Create a re-usable workflow for oci-image scans #69

DnPlas · 2024-09-25T20:27:17Z

Context

As the team grows its offerings, security vulnerabilities must be scanned and report effectively so the team can addressed them in an appropriate time.
Currently, the only repository that has a Github workflow for scanning oci-images and getting reports is canonical/bundle-kubeflow using the scan-images.yaml workflow. While working correctly at the moment, this workflow presents the following limitations:

Uses a local script to gather the images used in all charm repositories that form the bundle. At the same, the get-all-images.py script depends on scripts present in each repository to generate a list of images per repo. The problem with this is that 1) not all repos have this script (e.g. mlflow), 2) this script is tightly coupled to the host repo.
The Scan images step of the workflow depends on two scripts located at canonical/kubeflow-ci. This is problematic because 1) it creates a maintenance task, 2) they are doing something that actions like aquasecurity/[email protected] are already providing.
The workflow is not re-usable as is, meaning it cannot be used by mlflow-operator repository.

Proposal

Create a re-usable workflow for scanning oci-images that:

Uses the aquasecurity/[email protected] to scan and generate reports for each of the images under scan
Uploads each of the Trivy reports as artefacts of the Github workflow run
Automatically report vulnerabilities via Github issues in the rock's repository (i.e. canonical/training-operator-rocks, canonical/kubeflow-rocks)
If the vulnerability for a specific image has already been reported, the workflow is smart enough to update an existing issue with the latest details of the report.
Runs on schedule, but also provides a workflow dispatch

Please NOTE that part of this proposal is to only scan images that the Analytics team maintains. This is because the images that charms use that come from upstream cannot be patched by us.

Limitations

~~1. There is no other way of fetching the images that each charm uses, so for now we'll stick to using the get-all-images.py script.~~
2. The Trivy reports will be uploaded individually, meaning that there is a linear relation between the number of scanned images and the number of artefacts saved in the workflow run.
3. BIGGEST This workflow will be coupling the product to the rocks, that is, the scans are done far from the source code. Ideally we'd have scans and vulnerability reports at the rockcraft project repositories. For this one, though, we could plan to push rocks to the oci-factory and outsource all the vulnerability scans and reports. The workflows will live at rocks repo level, so this is not a limitation anymore.

Out of scope

Automatic notifications in mailing list or MM
snap or charm scans - though common workflows can be used in other automations, for example, for creating GH issues.

Example

Scanning an image - this is an example run. The vulnerability scan job will fail if it founds a CRITICAL or HIGH vulnerability and it will report an issue.
The workflow - this is how the workflow would look like, just with a bit of work to make it 100% product agnostic.
Automatic issue creation - this is an example of an issue that will be created automatically by the workflow. It currently uses my GH token, that's why I'm the reporter, but ideally we'll use the CKF bot for it.

What needs to get done

Create a re-usable workflow for getting images used by any rock, scanning them for vulnerabilities, and reporting found vulns following the example in https://github.com/canonical/bundle-kubeflow/pull/1087/files#diff-327280cbc65c9de9998db8b0e5d1c937ccf75524907e5f9d026304ca85146f53

Definition of Done

There is a re-usable workflow that any of the charming products of this team can use.
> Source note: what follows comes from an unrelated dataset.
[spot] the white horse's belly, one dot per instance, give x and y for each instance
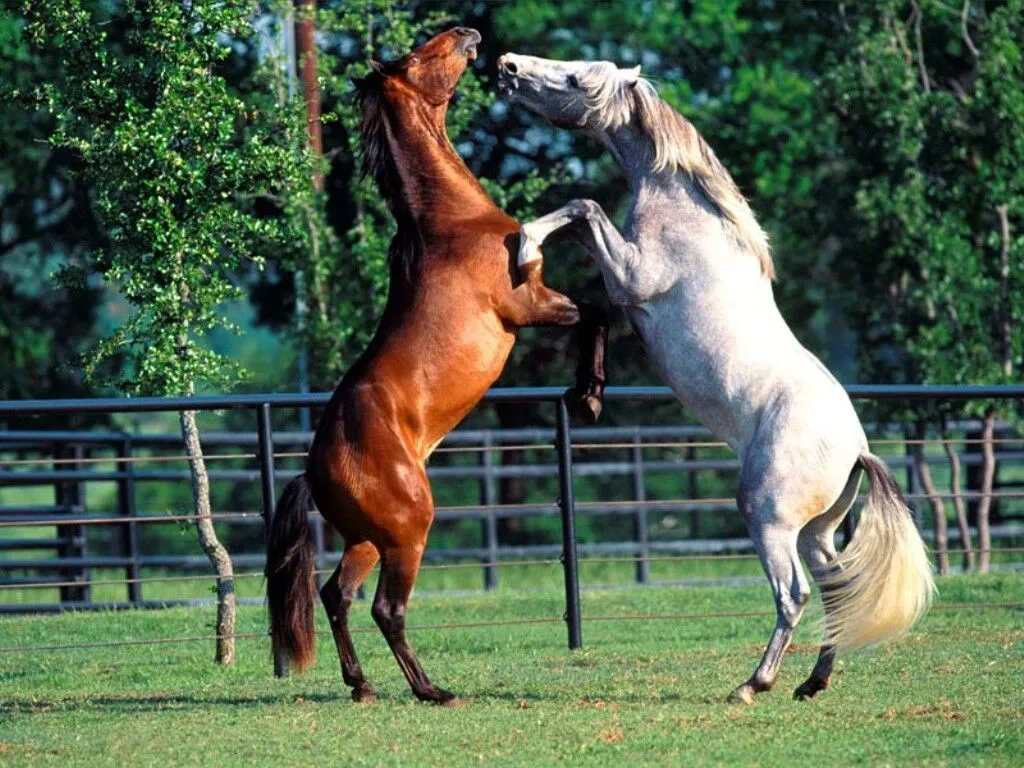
(738, 373)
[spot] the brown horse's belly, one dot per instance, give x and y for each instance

The text was updated successfully, but these errors were encountered:

syncronize-issues-to-jira · 2024-09-25T20:27:26Z

Thank you for reporting us your feedback!

The internal ticket has been created: https://warthogs.atlassian.net/browse/KF-6331.

This message was autogenerated

DnPlas · 2024-09-26T17:15:00Z

Based on feedback from @misohu, the way to better approach this enhancement proposal is to have the scans closer to the source (each rock repository) instead of a central place.
@misohu also pointed out that rocks are already being scanned on_push and on_pull by the canonical/charmed-kubeflow-workflows/.github/workflows/get-rocks-modified-and-build-scan-test-publish.yaml@main workflow, so scans are already happening at the rock level, but vulnerabilities are not being reported and not being constantly tested.
I am editing the original proposal in the description of this issue to match the above.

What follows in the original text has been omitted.